UMA ESPÉCIE DE ALASCA – A montagem de Gabriel Fontes Paiva para o texto de Harold Pinter impacta pela dramaturgia física evidenciada na interpretação minuciosa de Yara de Novaes para uma personagem deslocada no tempo. Certa indefinição temporal sobressai na cenografia, que situa os personagens em espaço desértico, cuja aridez é parcialmente minimizada pela evocação do mar.
O GRANDE SUCESSO – O autor e diretor Diego Fortes caminha em sentido contrário ao do perfeccionismo ao manter na encenação erros, interrupções, tombos, acidentes de percurso, reconstituindo com certa fidelidade o ambiente algo caótico dos bastidores de um teatro. Conjuga arte e vida ao revestir a encenação de artifícios não com o intuito de ostentá-los, mas de denunciar a falsidade da atuação.
LOVE, LOVE, LOVE – Nessa montagem do Grupo 3 de Teatro, conduzida por Eric Lenate, para o texto do britânico Mike Bartlett, as interpretações de Yara de Novaes, Debora Falabella e Rafael Primot se destacam. As mudanças nas vidas dos personagens decorrentes do curso do tempo são condensadas na cenografia de André Cortez, que resume variações comportamentais por meio das alterações realizadas num sofá e numa visualidade cada vez menos caótica e mais asséptica.

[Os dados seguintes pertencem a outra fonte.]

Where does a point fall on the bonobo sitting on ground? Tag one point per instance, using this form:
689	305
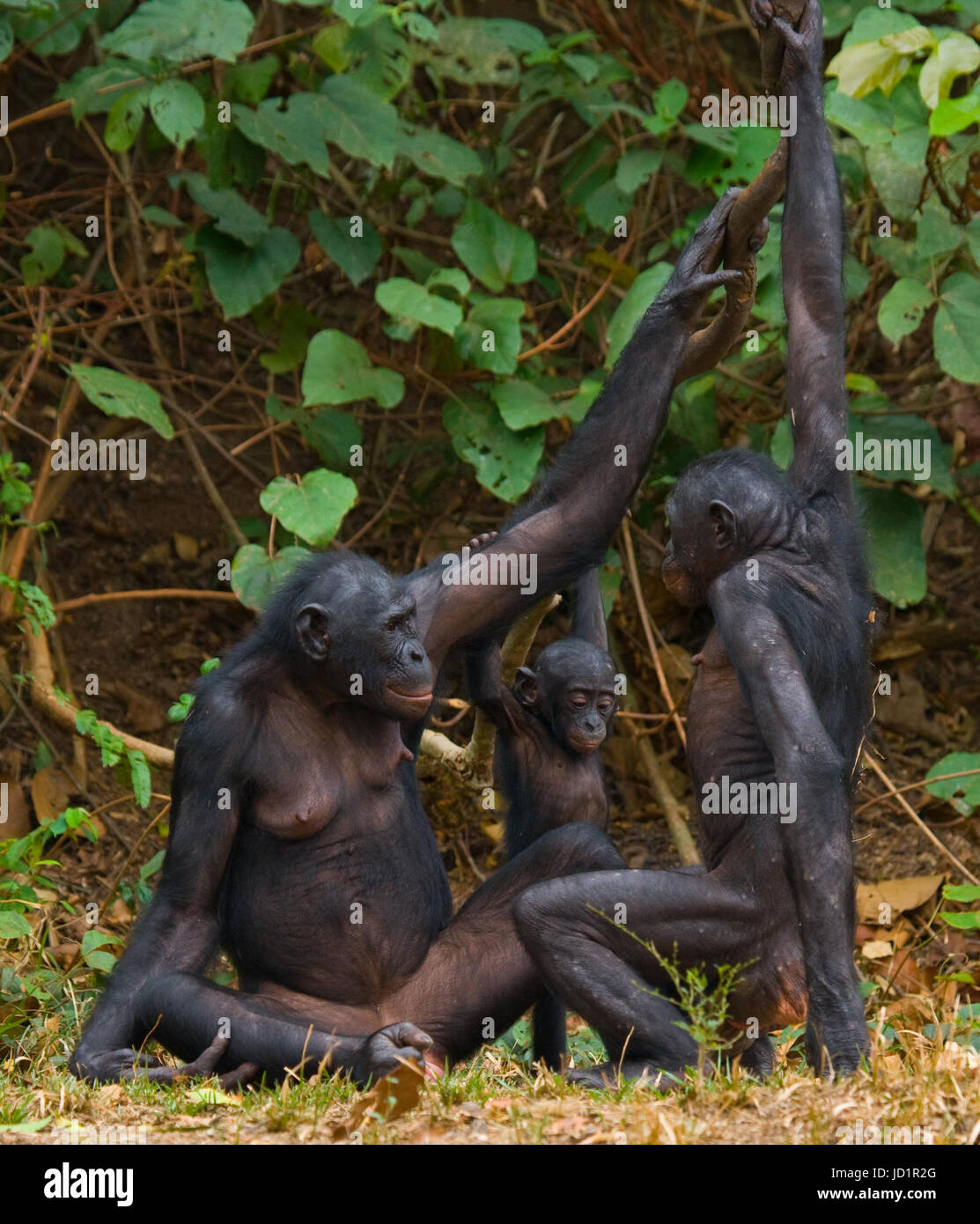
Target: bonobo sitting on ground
549	725
298	843
777	712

A SALA LARANJA: NO JARDIM DE INFÂNCIA – Nem tudo o que ocorre na creche onde se passa a ação da peça da argentina Victoria Hladilo é visto pelo espectador. O espectador é estimulado a realizar projeções de espaços invisíveis. Nessa montagem dirigida por Victor Garcia Peralta, os atores interpretam figuras tipificadas (a controladora, a zen, a histérica, etc.), ultrapassando, porém, esquematismos devido ao timing ajustado e ao entrosamento no palco.
SE MEU APARTAMENTO FALASSE – Ambientada nos anos 1960, a história de Neil Simon, encenada nesse novo musical da dupla Möeller/Botelho, destaca a solidão na cidade grande. A qualidade, evidenciada nas canções de Burt Bacharach, se estende ao elenco, a julgar pelos trabalhos de Marcelo Médici, Malu Rodrigues, Maria Clara Gueiros e André Dias.
SUASSUNA, O AUTO DO REINO DO SOL – Nessa encenação dirigida por Luiz Carlos Vasconcelos, o grupo Barca dos Corações Partidos mergulha no universo de Ariano Suassuna. O espetáculo esbanja criatividade nos figurinos de Kika Lopes e Heloisa Stockler. A música, resultado da parceria entre Chico César, Beto Lemos e Alfredo Del Penho, comprova a qualidade da homenagem. No elenco, não há como deixar de destacar as criações de Adrén Alves nas duas personagens femininas.
TOM NA FAZENDA – A montagem dirigida por Rodrigo Portella resulta de uma leitura personalizada da peça do canadense Michel Marc Bouchard, mas não impositiva em relação ao texto. Apesar de sinalizar o meio onde a história se desenrola (uma fazenda isolada), a cenografia de Aurora dos Campos intensifica a força primitiva que move os personagens. Conduzindo peça marcada por sucessão de embates, o diretor encaminha Armando Babaioff e Gustavo Vaz para um registro visceral.
ZECA PAGODINHO – UMA HISTÓRIA DE AMOR AO SAMBA – Gustavo Gasparani subverte o tradicional formato biográfico por meio de alguns procedimentos. Adota estruturação intencionalmente “caótica” ao invés de apresentar a trajetória do homenageado em ordem cronológica. O objetivo parece estar em priorizar a captação do universo do cantor, em especial no que se refere ao seu inquebrantável vínculo com o subúrbio, em detrimento da obrigação de oferecer ao público o passo a passo de uma jornada.